CRIME SEXUAL, CRIME CONTRA CRIANÇAS, PROVA TESTEMUNHAL, PSICOLOGIA DO TESTEMUNHO, JULGAMENTO, MENOR, JURISPRUDÊNCIA

O presente relatório divide-se em três partes: inicialmente, explanamos o funcionamento, a organização e as tarefas que desenvolvemos, destacando dois casos interessantes a que pudemos assistir ao longo dos cinco meses de estágio decorridos num dos tribunais coletivos inseridos no Juízo Central Criminal de Almada. Em segundo lugar, focamo-nos nos desafios associados ao dever de fundamentação do Tribunal, particularmente, no crime de abuso sexual de crianças, do qual enfatizamos a matéria relativa ao dever de fundamentação e prova em processo penal, mais concretamente, a prova testemunhal (depoimento do/a menor), conectando-a com alguns princípios relevantes e com a psicologia do testemunho. E, por fim, dedicamos toda a nossa atenção aos critérios utilizados pela jurisprudência para motivar a decisão relativa à matéria de facto, mas modificando-os ou salientando alguns aspetos importantes. O depoimento da criança é uma peça-chave para a absolvição ou condenação neste tipo de criminalidade, existindo em muitos casos, apenas as versões contraditórias da vítima e do arguido. Os números não enganam, pelo que a grande maioria destes crimes são praticados no seio familiar, em que a probabilidade de deteção da sua prática é muitíssimo reduzida.

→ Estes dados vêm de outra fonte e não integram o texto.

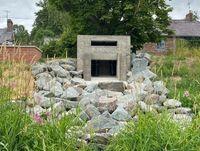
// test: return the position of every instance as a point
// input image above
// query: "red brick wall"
(151, 47)
(29, 54)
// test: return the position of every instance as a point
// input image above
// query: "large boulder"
(60, 72)
(91, 87)
(120, 114)
(39, 68)
(71, 94)
(112, 86)
(56, 88)
(43, 101)
(92, 111)
(78, 81)
(127, 101)
(152, 99)
(106, 103)
(101, 124)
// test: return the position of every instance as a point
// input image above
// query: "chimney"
(189, 16)
(9, 25)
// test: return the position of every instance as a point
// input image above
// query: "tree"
(49, 22)
(144, 20)
(21, 35)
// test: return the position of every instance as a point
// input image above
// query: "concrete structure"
(103, 56)
(28, 54)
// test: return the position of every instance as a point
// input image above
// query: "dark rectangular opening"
(103, 43)
(103, 68)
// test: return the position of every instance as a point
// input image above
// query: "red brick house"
(183, 29)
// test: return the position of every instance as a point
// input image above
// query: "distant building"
(7, 34)
(183, 29)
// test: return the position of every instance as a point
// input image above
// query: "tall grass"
(181, 71)
(156, 133)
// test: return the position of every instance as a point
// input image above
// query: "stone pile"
(106, 107)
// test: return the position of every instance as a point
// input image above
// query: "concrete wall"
(86, 53)
(28, 54)
(152, 47)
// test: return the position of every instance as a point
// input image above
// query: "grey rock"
(43, 80)
(116, 129)
(84, 102)
(183, 119)
(68, 67)
(101, 138)
(144, 107)
(71, 62)
(120, 114)
(70, 94)
(43, 101)
(91, 87)
(70, 104)
(38, 109)
(152, 99)
(139, 65)
(171, 103)
(159, 88)
(183, 110)
(92, 111)
(107, 103)
(60, 72)
(58, 107)
(77, 74)
(112, 86)
(101, 124)
(63, 81)
(38, 68)
(106, 114)
(127, 101)
(56, 88)
(77, 81)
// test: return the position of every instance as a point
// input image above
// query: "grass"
(181, 73)
(18, 131)
(156, 133)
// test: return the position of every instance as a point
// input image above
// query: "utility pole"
(7, 13)
(189, 5)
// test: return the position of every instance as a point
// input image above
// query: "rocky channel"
(106, 107)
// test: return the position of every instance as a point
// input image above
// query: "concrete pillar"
(87, 66)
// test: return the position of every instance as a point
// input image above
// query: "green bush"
(156, 133)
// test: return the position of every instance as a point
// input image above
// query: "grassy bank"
(18, 131)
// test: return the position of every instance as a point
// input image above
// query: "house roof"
(185, 28)
(5, 36)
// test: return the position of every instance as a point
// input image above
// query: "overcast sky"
(22, 11)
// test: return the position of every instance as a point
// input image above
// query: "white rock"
(171, 103)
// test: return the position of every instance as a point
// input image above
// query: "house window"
(161, 46)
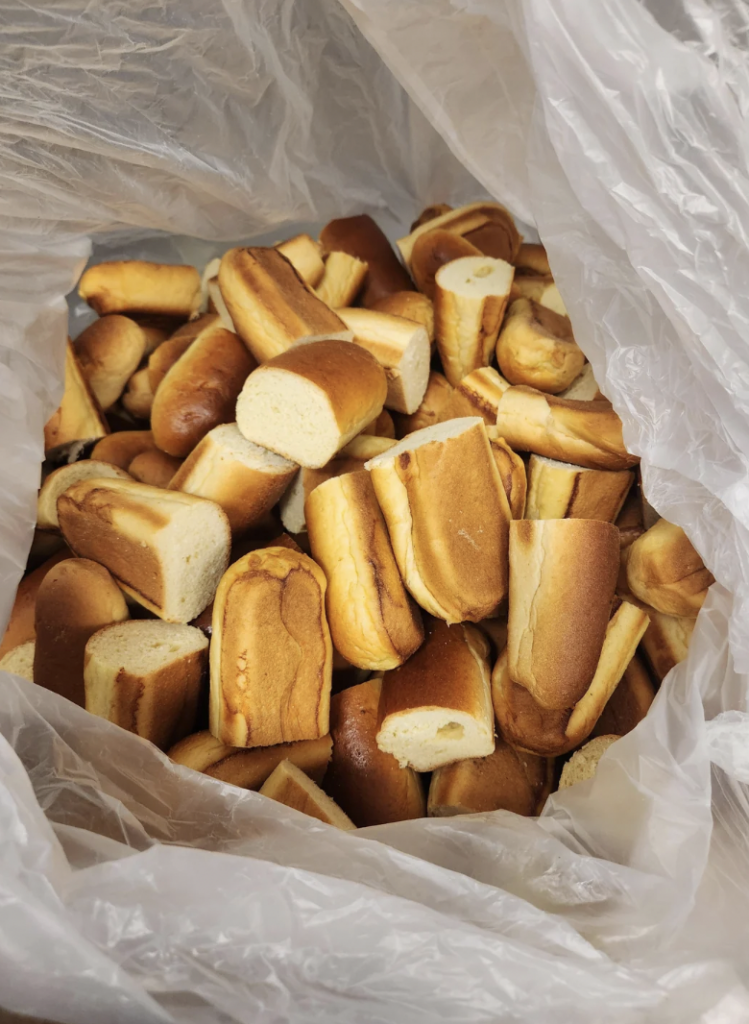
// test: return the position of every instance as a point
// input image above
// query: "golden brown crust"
(362, 238)
(366, 782)
(271, 651)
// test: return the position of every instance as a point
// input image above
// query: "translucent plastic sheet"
(131, 890)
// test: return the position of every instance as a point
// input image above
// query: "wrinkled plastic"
(135, 891)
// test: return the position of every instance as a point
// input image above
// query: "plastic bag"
(131, 890)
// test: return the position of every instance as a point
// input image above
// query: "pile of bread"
(297, 529)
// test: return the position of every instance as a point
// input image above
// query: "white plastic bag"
(151, 893)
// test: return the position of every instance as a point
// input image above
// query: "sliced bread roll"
(146, 677)
(373, 622)
(167, 550)
(560, 491)
(563, 577)
(244, 478)
(76, 598)
(470, 296)
(504, 780)
(309, 401)
(269, 304)
(586, 433)
(250, 768)
(288, 784)
(272, 657)
(448, 528)
(58, 481)
(365, 781)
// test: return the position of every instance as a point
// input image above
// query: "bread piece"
(563, 576)
(154, 467)
(536, 347)
(166, 549)
(250, 768)
(437, 708)
(501, 240)
(146, 677)
(511, 472)
(448, 527)
(75, 599)
(586, 433)
(504, 780)
(666, 642)
(19, 660)
(269, 304)
(245, 479)
(411, 305)
(288, 784)
(559, 491)
(303, 254)
(201, 390)
(342, 280)
(79, 415)
(362, 238)
(134, 286)
(434, 408)
(629, 702)
(401, 347)
(365, 781)
(584, 763)
(109, 353)
(373, 622)
(665, 571)
(308, 402)
(431, 251)
(58, 481)
(120, 449)
(272, 656)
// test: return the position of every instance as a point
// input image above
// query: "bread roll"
(560, 491)
(373, 622)
(245, 479)
(563, 576)
(109, 353)
(504, 780)
(167, 550)
(249, 769)
(584, 763)
(303, 254)
(58, 481)
(154, 467)
(341, 281)
(362, 238)
(437, 708)
(146, 677)
(79, 415)
(586, 433)
(536, 347)
(134, 286)
(665, 571)
(411, 305)
(19, 660)
(365, 781)
(401, 347)
(308, 402)
(288, 784)
(666, 642)
(201, 390)
(272, 656)
(470, 296)
(76, 598)
(511, 472)
(449, 528)
(269, 304)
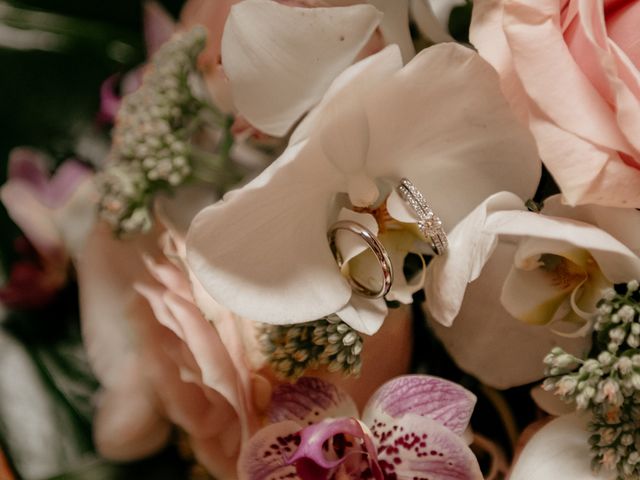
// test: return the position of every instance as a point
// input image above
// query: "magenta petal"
(264, 457)
(445, 402)
(330, 446)
(308, 401)
(419, 447)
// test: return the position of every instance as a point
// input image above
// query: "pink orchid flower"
(411, 427)
(54, 214)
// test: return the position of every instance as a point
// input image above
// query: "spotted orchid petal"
(274, 248)
(415, 446)
(335, 447)
(487, 342)
(310, 400)
(560, 449)
(440, 400)
(265, 456)
(312, 47)
(469, 249)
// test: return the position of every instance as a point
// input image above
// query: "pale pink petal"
(617, 262)
(414, 446)
(605, 179)
(265, 456)
(440, 400)
(469, 143)
(533, 30)
(308, 401)
(361, 77)
(560, 449)
(469, 249)
(312, 47)
(129, 423)
(488, 343)
(364, 314)
(429, 24)
(268, 243)
(395, 25)
(621, 223)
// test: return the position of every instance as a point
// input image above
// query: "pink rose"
(570, 70)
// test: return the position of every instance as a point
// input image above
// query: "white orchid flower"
(546, 270)
(560, 449)
(440, 121)
(280, 59)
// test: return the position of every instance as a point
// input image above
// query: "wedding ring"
(429, 223)
(376, 247)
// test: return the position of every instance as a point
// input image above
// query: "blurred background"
(54, 56)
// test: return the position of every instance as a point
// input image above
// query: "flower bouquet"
(328, 239)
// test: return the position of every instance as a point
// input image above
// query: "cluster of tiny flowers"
(151, 135)
(607, 384)
(328, 342)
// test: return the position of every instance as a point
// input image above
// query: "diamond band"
(429, 223)
(376, 247)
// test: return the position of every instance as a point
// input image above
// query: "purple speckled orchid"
(412, 427)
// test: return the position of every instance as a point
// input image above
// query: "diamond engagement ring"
(429, 223)
(376, 247)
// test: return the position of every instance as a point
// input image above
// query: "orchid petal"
(469, 142)
(264, 457)
(365, 315)
(395, 25)
(314, 460)
(289, 221)
(560, 449)
(622, 223)
(414, 446)
(469, 249)
(273, 95)
(617, 262)
(440, 400)
(310, 400)
(355, 80)
(490, 344)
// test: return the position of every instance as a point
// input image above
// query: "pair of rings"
(429, 224)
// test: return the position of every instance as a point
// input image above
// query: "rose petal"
(265, 456)
(440, 400)
(310, 400)
(414, 446)
(469, 249)
(312, 47)
(559, 450)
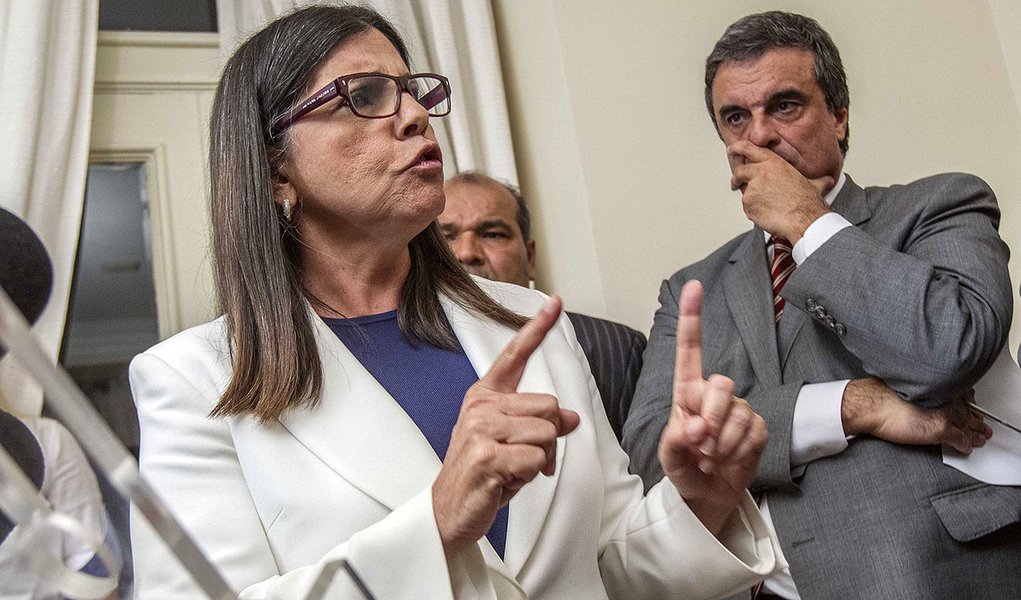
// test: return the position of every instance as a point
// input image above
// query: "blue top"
(429, 383)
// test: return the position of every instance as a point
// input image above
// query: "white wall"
(626, 177)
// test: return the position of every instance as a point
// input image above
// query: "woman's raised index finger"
(688, 364)
(505, 371)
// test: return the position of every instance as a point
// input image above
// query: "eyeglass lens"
(375, 96)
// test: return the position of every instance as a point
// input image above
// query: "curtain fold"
(47, 63)
(455, 38)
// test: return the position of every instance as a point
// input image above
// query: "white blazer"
(351, 478)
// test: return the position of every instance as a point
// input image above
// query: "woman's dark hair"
(256, 253)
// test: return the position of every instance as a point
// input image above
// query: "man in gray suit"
(487, 225)
(858, 345)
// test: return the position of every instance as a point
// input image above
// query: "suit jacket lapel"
(749, 298)
(360, 431)
(483, 341)
(852, 203)
(367, 438)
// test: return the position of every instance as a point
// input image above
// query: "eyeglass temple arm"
(434, 97)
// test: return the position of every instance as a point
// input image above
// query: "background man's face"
(775, 102)
(480, 222)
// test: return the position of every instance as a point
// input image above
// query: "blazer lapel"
(749, 298)
(483, 341)
(852, 203)
(360, 431)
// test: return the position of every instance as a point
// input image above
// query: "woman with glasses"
(362, 398)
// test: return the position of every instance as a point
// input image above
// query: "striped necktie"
(783, 265)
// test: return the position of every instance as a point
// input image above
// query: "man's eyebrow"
(787, 94)
(494, 222)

A enunciação de alguns dos princípios vetores da nossa lei adjetiva, em conjugação com o dever de fundamentação, uma das garantias constitucionalmente previstas, e com a prova testemunhal, um dos mais importantes meios de prova consagrados na nossa ordem jurídica serviram para nos ajudar a desconstruir a motivação empregue, no que concerne, especificamente, ao testemunho do/a ofendido/a no crime de abuso sexual de crianças, pelos nossos Tribunais para justificar a prova ou não prova dos factos de que o arguido vem acusado. Para tal, o presente relatório visa analisar diversa jurisprudência no sentido de perceber de que forma, por um lado, os Tribunais de primeira instância motivam as suas decisões no que concerne às declarações da criança e os Tribunais de Recurso a controlam e, por outro lado, se os critérios ou parâmetros utilizados são os mais adequados para o tipo incriminador e o depoente em causa e se estão a ser usados de forma satisfatória.